OpenTalking configures a single OMNIRT_ENDPOINT. To use both quicktalk and wav2lip through OmniRT from the same frontend, enable both runtimes in the same OmniRT process:

Terminal

cd "$OMNIRT_HOME"
uv sync --extra server --extra wav2lip-cuda --extra quicktalk-cuda --python 3.11
source .venv/bin/activate

export OMNIRT_MODEL_ROOT="$DIGITAL_HUMAN_HOME/models"
export OMNIRT_ALLOWED_FRAME_ROOTS="$OPENTALKING_HOME/examples/avatars"

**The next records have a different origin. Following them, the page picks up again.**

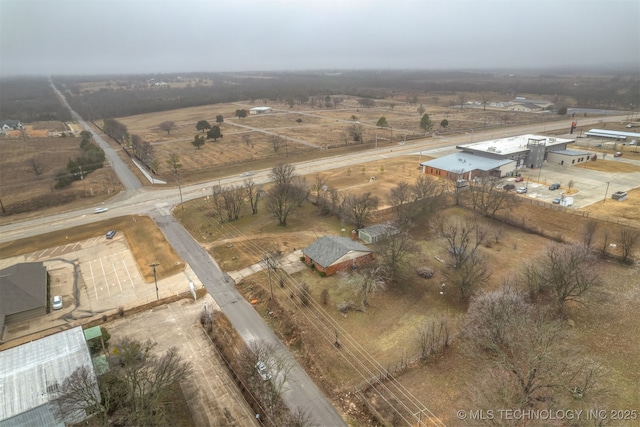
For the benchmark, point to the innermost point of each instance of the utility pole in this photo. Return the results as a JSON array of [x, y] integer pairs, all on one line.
[[84, 186], [155, 280]]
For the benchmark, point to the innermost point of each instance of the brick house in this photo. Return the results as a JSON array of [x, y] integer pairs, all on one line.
[[331, 254]]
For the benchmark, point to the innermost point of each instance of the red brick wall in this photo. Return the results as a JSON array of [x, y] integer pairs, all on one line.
[[333, 269]]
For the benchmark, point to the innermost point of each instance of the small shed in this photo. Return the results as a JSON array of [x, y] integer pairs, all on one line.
[[331, 254], [260, 110], [31, 375], [376, 232]]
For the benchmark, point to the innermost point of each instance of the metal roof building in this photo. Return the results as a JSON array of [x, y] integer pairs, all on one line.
[[31, 374], [614, 134], [496, 157]]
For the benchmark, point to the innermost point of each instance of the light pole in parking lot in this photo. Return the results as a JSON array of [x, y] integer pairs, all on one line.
[[155, 280]]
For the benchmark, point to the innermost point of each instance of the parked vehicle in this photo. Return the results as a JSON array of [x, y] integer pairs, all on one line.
[[263, 371], [567, 201]]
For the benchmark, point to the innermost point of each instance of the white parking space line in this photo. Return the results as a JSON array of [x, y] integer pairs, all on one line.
[[104, 274], [115, 271], [93, 280], [128, 274], [43, 253]]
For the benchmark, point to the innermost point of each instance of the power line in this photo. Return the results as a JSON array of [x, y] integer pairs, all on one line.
[[327, 327]]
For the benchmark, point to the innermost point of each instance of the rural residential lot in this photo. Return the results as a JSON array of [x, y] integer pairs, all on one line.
[[404, 356]]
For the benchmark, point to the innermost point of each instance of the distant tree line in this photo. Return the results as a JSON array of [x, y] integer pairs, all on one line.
[[314, 88], [30, 99]]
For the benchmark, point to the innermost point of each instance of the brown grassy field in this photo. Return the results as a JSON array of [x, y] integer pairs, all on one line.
[[24, 191], [146, 241], [387, 329], [318, 128]]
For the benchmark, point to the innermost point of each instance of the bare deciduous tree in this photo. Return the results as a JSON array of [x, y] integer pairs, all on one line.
[[135, 389], [467, 267], [36, 166], [531, 364], [504, 329], [432, 337], [473, 272], [269, 386], [394, 250], [357, 210], [80, 394], [253, 194], [320, 188], [567, 271], [167, 126], [588, 233], [487, 196], [229, 201], [282, 173], [427, 193], [174, 165], [629, 238], [284, 196], [276, 142], [356, 132], [367, 279]]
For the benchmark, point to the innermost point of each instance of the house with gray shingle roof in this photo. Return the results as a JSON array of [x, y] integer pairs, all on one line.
[[23, 293], [330, 254]]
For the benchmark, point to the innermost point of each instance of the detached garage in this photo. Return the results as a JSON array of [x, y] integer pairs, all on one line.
[[330, 254], [23, 293]]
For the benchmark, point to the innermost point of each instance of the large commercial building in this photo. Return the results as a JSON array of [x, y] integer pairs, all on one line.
[[503, 157]]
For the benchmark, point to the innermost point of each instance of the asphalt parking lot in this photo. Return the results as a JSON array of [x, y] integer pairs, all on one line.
[[93, 276], [590, 186]]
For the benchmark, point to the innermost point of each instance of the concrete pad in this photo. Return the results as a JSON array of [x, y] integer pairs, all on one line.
[[218, 400]]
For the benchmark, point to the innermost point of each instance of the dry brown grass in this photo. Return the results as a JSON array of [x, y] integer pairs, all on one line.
[[319, 127], [23, 191], [387, 329], [614, 210], [609, 166], [146, 241]]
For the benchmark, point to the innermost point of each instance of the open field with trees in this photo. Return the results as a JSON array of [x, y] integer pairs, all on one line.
[[477, 299], [420, 332]]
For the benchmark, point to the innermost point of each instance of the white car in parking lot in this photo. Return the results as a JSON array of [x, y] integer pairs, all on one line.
[[56, 302]]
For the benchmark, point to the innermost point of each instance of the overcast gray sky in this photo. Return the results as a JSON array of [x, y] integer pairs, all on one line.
[[160, 36]]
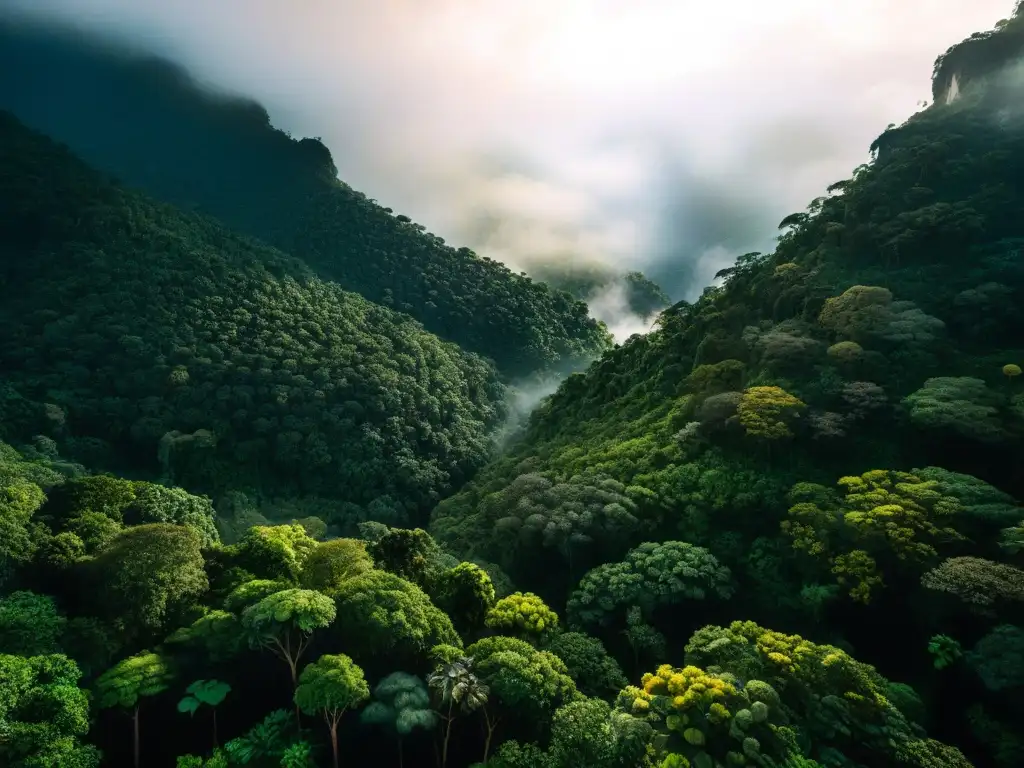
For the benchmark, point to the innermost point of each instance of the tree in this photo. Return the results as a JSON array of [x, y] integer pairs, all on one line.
[[767, 412], [43, 714], [276, 552], [18, 502], [265, 740], [380, 613], [590, 732], [960, 404], [980, 584], [522, 614], [284, 623], [30, 625], [408, 553], [521, 679], [650, 574], [401, 704], [210, 692], [332, 562], [465, 593], [128, 682], [594, 671], [147, 576], [882, 514], [457, 688], [155, 503], [330, 686]]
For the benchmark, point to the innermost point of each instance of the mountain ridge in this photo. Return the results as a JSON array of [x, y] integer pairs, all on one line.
[[220, 153]]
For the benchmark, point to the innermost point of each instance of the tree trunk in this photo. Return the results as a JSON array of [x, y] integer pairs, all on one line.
[[491, 727], [448, 733], [334, 741], [135, 729]]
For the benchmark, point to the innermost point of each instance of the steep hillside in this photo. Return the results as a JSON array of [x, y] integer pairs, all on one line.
[[841, 423], [639, 294], [152, 126], [214, 359]]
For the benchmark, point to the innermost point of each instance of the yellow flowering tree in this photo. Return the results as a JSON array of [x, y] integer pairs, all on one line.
[[708, 719], [897, 517], [768, 412]]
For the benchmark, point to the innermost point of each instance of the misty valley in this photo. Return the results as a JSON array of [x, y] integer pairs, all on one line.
[[287, 479]]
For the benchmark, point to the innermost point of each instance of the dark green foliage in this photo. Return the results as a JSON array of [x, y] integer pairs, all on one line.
[[239, 357], [43, 714], [222, 156], [147, 577], [723, 466], [595, 673], [466, 594], [30, 625], [159, 504], [409, 554], [382, 613]]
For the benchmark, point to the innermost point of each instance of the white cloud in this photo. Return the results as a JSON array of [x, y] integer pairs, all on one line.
[[663, 135]]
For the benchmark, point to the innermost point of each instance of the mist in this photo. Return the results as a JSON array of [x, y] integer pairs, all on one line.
[[642, 134]]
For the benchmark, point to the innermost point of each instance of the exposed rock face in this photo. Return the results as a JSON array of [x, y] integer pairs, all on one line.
[[982, 54]]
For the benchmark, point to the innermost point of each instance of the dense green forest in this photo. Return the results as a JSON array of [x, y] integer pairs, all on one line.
[[781, 529], [641, 295], [150, 124], [144, 338]]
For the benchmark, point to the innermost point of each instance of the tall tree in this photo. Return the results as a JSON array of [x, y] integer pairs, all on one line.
[[330, 686], [128, 682]]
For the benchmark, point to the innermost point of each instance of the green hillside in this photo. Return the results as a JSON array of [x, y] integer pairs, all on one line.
[[640, 295], [154, 127], [841, 423], [162, 342], [782, 529]]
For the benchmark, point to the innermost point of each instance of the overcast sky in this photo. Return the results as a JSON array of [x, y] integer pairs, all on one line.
[[668, 135]]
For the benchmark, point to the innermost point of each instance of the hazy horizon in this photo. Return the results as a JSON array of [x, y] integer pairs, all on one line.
[[668, 138]]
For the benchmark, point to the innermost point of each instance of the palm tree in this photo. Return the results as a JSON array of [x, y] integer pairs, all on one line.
[[456, 685]]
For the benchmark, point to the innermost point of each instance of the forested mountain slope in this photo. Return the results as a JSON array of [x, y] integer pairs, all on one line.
[[841, 423], [640, 295], [152, 126], [162, 342]]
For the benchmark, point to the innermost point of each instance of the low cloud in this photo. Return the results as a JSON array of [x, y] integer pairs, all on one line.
[[668, 137]]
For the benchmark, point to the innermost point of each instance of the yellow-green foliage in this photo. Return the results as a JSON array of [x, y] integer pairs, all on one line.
[[705, 715], [846, 351], [764, 412], [803, 671], [880, 513], [521, 613]]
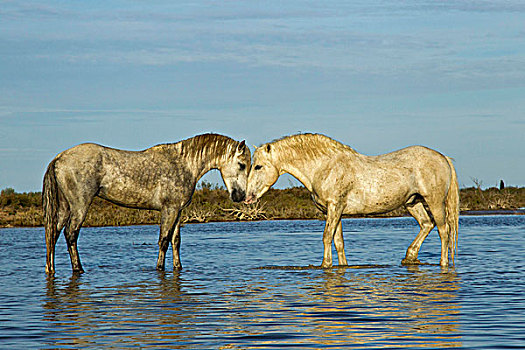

export OMNIRT_WAV2LIP_RUNTIME=1
export OMNIRT_WAV2LIP_MODELS_DIR="$OMNIRT_MODEL_ROOT"
export OMNIRT_WAV2LIP_CHECKPOINT="$OMNIRT_MODEL_ROOT/wav2lip/wav2lip384.pth"
export OMNIRT_WAV2LIP_DEVICE=cuda
export OMNIRT_WAV2LIP_FACE_DET_DEVICE=cpu
export OMNIRT_WAV2LIP_BATCH_SIZE=16
export OMNIRT_WAV2LIP_MAX_LONG_EDGE=832
export OMNIRT_WAV2LIP_PRELOAD=1

export OMNIRT_QUICKTALK_RUNTIME=1
export OMNIRT_QUICKTALK_MODEL_ROOT="$OMNIRT_MODEL_ROOT/quicktalk"
export OMNIRT_QUICKTALK_CHECKPOINT="$OMNIRT_MODEL_ROOT/quicktalk/checkpoints/quicktalk.pth"
export OMNIRT_QUICKTALK_DEVICE=cuda:0
export OMNIRT_QUICKTALK_HUBERT_DEVICE=cuda:0
export OMNIRT_QUICKTALK_MAX_LONG_EDGE=900
export OMNIRT_QUICKTALK_MAX_TEMPLATE_SECONDS=1

omnirt serve-avatar-ws --host 0.0.0.0 --port 9000 --backend cuda

Then start OpenTalking from another terminal. In the default configuration, quicktalk already uses the omnirt backend. The command below only overrides wav2lip to omnirt:

Terminal

cd "$OPENTALKING_HOME"
bash scripts/start_unified.sh \
  --backend omnirt \
  --model wav2lip \
  --omnirt http://127.0.0.1:9000 \
  --api-port 8310 \
  --web-port 5380

Common Verification¶

Terminal

curl -fsS http://127.0.0.1:8000/health
curl -s http://127.0.0.1:8000/models | jq

For OmniRT-backed models:

Terminal

curl -fsS http://127.0.0.1:9000/v1/audio2video/models | jq

Common Status Values¶

Status	Meaning	Action
`connected=true`	The backend is usable for sessions.	Choose a matching avatar and model in the browser.
`reason=not_configured`	Endpoint or WebSocket URL is empty.	Configure `OMNIRT_ENDPOINT` or the model-specific `WS_URL`.
`reason=omnirt_unavailable`	OmniRT reachability or model registration issue.	Check OmniRT `/v1/audio2video/models`, model list, and logs.
`reason=local_adapter_missing`	Configured as `local`, but no local adapter is registered.	Switch backend or add a local adapter.